Both trims feature an 800-kW tri-motor drivetrain producing 1,072 hp and support 1.2-MW Megacharger speeds, restoring 60% of range in roughly 30 minutes — conveniently timed around a driver’s mandatory rest break. Tesla has opened its first Megacharger station in Ontario, California, and has mapped 66 Megacharger locations across 15 states.

Competitive landscape

Tesla enters high-volume production with a meaningful lead on price and range. Daimler’s Freightliner eCascadia and Volvo’s electric trucks are shipping in limited numbers but at higher price points and shorter range. Nikola, once positioned as a direct competitor, went bankrupt.

Volvo is seen as the global leader with thousands of electric trucks delivered already.

In California’s Clean Truck & Bus Voucher program — a useful proxy for commercial demand — the Tesla Semi accounted for 965 of 1,067 applications between January 2025 and February 2026. Daimler, PACCAR, and Volvo combined received fewer than 100.

Meanwhile, the ecosystem around the Semi is expanding. Alyath is preparing to unveil a “Tesla Semi as a Service” model at ACT Expo on May 4, offering fleets access to the truck through a bundled monthly payment that includes the vehicle, charging infrastructure, and energy supply — eliminating the capital expenditure barrier entirely. And drayage operator MDB just launched a three-week freight pilot using the Semi at Southern California ports.

Electrek’s Take

As many of you know, Tesla Semi is basically the only vehicle program that keeps me excited about Tesla.

This is the milestone that matters. Tesla has made a lot of promises about the Semi over the past nine years, and the truck has been “coming soon” for so long that it became easy to dismiss. But rolling the first unit off a high-volume production line — at a dedicated factory with 50,000-unit annual capacity — is a fundamentally different statement than hand-building a few dozen trucks for PepsiCo.

The economics are compelling. At $290,000 for the 500-mile version, the Semi undercuts every other Class 8 BEV on the market. Combined with a 3% TCO advantage over diesel and the operational simplicity of electric drivetrains, the business case for fleets is getting hard to ignore.
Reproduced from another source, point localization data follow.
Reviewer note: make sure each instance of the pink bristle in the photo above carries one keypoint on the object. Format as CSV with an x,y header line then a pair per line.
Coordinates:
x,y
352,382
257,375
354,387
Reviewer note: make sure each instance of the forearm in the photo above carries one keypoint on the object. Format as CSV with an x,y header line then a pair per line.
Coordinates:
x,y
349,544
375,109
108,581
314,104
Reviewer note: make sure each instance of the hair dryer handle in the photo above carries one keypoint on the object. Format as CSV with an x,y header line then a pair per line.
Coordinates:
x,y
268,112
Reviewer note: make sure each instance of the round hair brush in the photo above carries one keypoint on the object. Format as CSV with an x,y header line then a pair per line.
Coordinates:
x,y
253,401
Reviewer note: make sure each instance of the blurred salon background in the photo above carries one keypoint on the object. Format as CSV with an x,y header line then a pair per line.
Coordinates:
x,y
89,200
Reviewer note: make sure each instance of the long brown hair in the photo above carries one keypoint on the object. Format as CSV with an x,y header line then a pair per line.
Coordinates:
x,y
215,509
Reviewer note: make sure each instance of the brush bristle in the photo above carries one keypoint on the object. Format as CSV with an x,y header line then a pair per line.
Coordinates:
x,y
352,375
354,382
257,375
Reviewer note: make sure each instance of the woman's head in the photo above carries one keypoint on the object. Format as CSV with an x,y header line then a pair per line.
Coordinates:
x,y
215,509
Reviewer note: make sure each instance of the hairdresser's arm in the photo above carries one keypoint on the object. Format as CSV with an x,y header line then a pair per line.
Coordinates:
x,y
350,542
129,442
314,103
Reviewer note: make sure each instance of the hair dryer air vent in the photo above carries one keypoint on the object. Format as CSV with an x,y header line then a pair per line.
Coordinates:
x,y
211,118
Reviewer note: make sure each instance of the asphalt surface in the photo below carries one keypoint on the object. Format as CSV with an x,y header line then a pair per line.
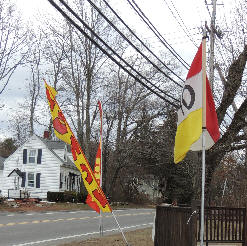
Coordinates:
x,y
55,228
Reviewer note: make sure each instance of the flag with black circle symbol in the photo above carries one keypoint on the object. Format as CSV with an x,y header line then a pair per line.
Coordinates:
x,y
189,124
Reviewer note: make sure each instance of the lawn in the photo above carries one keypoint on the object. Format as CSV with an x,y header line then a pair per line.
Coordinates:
x,y
135,238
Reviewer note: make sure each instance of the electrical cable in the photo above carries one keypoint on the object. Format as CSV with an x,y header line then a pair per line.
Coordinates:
x,y
206,4
130,30
157,34
106,53
130,43
188,35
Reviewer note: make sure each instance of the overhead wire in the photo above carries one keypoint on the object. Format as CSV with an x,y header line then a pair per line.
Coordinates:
x,y
185,31
206,4
146,20
130,30
114,52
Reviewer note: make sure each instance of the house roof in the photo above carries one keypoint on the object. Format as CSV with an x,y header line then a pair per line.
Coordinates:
x,y
57,144
17,171
1,162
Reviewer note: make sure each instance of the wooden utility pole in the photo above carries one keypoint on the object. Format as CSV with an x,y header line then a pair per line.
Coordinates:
x,y
212,41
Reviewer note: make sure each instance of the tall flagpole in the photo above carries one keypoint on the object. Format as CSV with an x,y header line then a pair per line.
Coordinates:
x,y
203,133
101,168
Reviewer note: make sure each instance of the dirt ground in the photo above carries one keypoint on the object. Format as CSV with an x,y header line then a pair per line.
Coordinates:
x,y
34,205
135,238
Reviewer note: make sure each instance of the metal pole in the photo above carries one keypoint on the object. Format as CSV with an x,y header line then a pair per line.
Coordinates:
x,y
120,229
203,133
203,188
101,168
212,41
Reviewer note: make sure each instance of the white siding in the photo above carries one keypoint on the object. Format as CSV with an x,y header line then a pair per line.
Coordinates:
x,y
60,153
49,169
65,175
1,181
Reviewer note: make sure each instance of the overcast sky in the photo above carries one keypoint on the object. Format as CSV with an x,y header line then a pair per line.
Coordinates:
x,y
185,15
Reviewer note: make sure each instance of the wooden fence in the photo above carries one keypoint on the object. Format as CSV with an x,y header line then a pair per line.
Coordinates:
x,y
181,226
223,225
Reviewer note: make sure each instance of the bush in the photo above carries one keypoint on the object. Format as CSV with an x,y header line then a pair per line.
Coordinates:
x,y
55,196
66,196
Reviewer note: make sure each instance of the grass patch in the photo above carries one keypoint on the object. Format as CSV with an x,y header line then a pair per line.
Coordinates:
x,y
141,237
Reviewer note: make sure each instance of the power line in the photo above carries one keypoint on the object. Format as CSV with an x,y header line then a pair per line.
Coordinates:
x,y
157,33
130,30
188,35
106,53
140,52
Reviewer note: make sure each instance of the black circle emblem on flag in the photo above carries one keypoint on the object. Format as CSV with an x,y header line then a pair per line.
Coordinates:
x,y
189,104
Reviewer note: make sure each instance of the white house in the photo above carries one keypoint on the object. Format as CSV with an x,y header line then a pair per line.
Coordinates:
x,y
1,174
38,166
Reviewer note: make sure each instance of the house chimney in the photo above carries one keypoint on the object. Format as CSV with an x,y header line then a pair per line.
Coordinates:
x,y
46,134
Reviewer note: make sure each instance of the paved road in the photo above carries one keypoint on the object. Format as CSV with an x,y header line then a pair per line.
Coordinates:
x,y
54,228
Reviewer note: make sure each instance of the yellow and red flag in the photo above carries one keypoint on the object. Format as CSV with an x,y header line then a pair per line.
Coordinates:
x,y
189,124
97,166
63,132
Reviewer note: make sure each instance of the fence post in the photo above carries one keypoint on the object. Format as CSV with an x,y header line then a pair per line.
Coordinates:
x,y
245,226
193,223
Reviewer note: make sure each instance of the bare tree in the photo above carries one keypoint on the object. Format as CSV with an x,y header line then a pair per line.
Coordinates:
x,y
13,42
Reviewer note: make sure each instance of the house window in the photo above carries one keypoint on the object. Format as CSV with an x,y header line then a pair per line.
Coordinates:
x,y
30,179
32,156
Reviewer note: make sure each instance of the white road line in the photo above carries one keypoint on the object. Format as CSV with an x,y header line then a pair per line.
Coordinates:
x,y
81,235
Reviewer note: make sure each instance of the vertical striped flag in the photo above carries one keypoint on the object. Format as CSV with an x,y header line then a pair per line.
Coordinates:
x,y
189,124
63,132
97,165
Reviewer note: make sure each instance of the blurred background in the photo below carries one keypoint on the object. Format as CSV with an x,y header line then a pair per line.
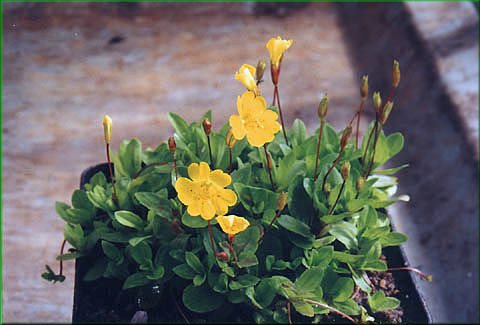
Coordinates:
x,y
66,65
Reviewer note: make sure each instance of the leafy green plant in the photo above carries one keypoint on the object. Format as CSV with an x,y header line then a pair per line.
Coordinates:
x,y
306,225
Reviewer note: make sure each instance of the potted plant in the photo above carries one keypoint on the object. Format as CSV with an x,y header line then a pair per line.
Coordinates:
x,y
254,222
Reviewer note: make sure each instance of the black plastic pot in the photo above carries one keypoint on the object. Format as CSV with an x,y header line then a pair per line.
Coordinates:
x,y
107,294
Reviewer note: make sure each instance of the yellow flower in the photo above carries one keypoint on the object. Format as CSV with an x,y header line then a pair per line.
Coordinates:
x,y
232,225
204,193
246,75
254,120
276,47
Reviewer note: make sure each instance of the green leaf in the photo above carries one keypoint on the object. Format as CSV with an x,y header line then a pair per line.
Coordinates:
x,y
142,254
96,271
342,289
256,199
153,201
294,225
184,271
378,302
129,219
310,279
244,281
137,240
201,299
136,280
303,308
80,201
346,233
111,251
194,262
247,259
393,239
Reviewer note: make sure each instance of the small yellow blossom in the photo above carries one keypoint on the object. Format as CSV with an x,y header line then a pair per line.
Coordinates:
x,y
277,46
254,121
204,193
232,225
246,75
107,129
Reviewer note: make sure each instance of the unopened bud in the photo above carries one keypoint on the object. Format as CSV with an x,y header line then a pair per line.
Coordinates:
x,y
360,183
386,112
107,129
172,146
222,256
323,107
345,170
364,87
282,201
395,74
230,139
261,65
377,102
347,132
207,126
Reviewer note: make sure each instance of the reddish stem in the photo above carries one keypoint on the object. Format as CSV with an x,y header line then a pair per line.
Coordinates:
x,y
322,122
61,260
335,163
110,169
268,166
281,115
424,276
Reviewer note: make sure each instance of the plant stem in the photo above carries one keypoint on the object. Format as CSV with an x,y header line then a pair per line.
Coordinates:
x,y
112,178
370,166
268,163
210,151
330,308
424,276
289,312
210,233
320,132
359,114
281,115
230,160
61,260
160,163
230,241
338,197
335,163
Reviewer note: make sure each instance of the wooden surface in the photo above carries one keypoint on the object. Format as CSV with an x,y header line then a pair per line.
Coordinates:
x,y
61,75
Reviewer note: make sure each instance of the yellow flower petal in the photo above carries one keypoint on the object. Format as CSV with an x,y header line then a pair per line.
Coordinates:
x,y
220,178
237,127
208,210
185,189
232,224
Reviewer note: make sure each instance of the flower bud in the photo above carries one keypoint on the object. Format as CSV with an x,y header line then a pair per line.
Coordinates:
x,y
347,132
107,129
207,126
172,146
261,65
377,102
222,256
395,74
230,139
323,107
364,87
282,201
360,183
345,170
386,112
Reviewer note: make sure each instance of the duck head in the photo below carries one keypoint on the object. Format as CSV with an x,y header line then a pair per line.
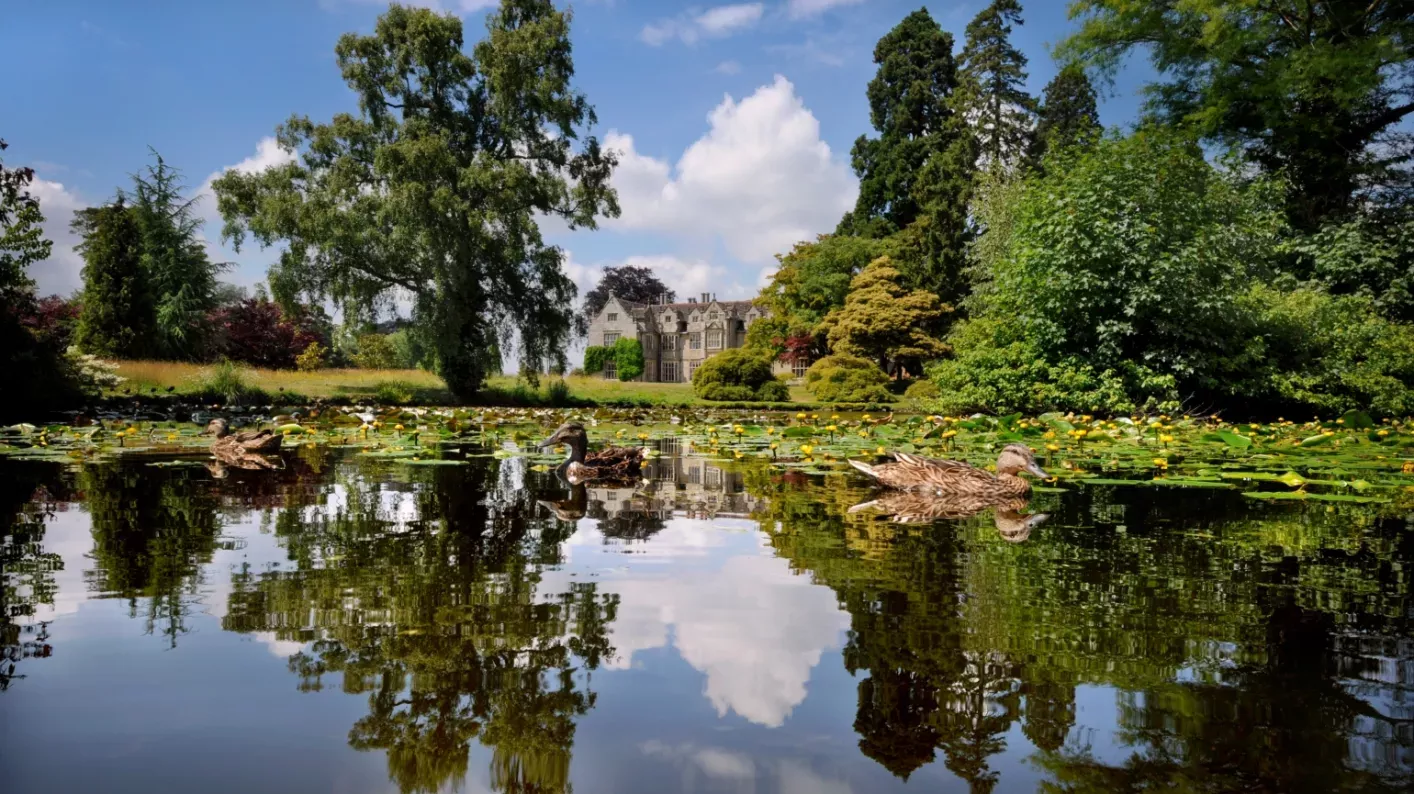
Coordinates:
x,y
1017,458
571,435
The real question now is execution speed. Tesla needs to ramp production, build out the Megacharger network fast enough to support the trucks it’s selling, and prove reliability at scale — not in controlled pilot programs, but in the grinding reality of daily commercial freight. The demand signals are strong, with nearly 1,000 voucher applications in California alone. If Tesla can deliver, the Semi could do to Class 8 trucking what the Model 3 did to midsize sedans.